The idea of a boycott appears especially absurd in Moscow, where almost all polling places are covered by independent monitors, where instances of ballot stuffing and fraud immediately become public information, where access to independent media is much higher than it is in the provinces, and where—even according to the official figures—more than 50 percent of voters in 2012 rejected Vladimir Putin. The regime is not afraid of a boycott. The fewer opposition supporters use their ballots, the less the regime will have to rely on ballot stuffing and outright fraud, and the easier it will be for the authorities not only to declare “victory,” but also to claim that the election was “fair.” The number of votes for the ruling party’s candidate—mostly determined by administrative pressure on voters—will always stay the same. A boycott would only harm the opposition.

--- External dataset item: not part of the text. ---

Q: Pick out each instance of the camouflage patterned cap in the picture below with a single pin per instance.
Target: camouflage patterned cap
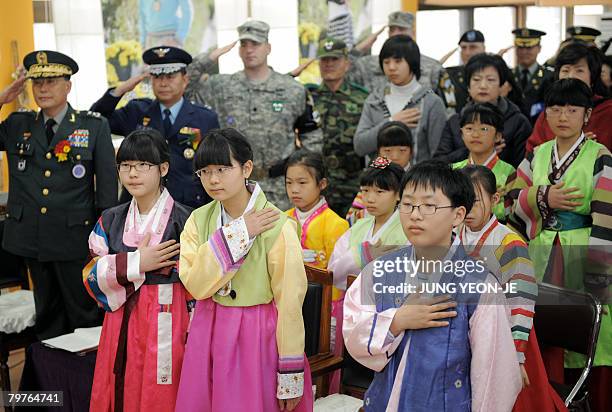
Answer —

No, the regime is not afraid of a boycott. It is only afraid of public oversight of the election and mass street protests against fraud—in other words, of a repeat of December 2011. This is why the authorities are doing their utmost to convince society that the election will be fair—by allowing the main opposition candidate on the ballot, installing electronic voting machines and video cameras at polling places, and limiting voting by absentee certificates. These are not “gifts” from the Kremlin, but the direct result of its fear of new street protests in Moscow. Forcing the regime into this corner—either hold fair elections or face mass protests—should be the principal goal of the opposition. Russian society cannot afford to waste this chance. This means that on voting day on September 8, there must be a maximum turnout, thorough monitoring of the vote count, and a readiness to react quickly and on a large scale in case of another theft of votes. And, most certainly, there should not be any boycotts.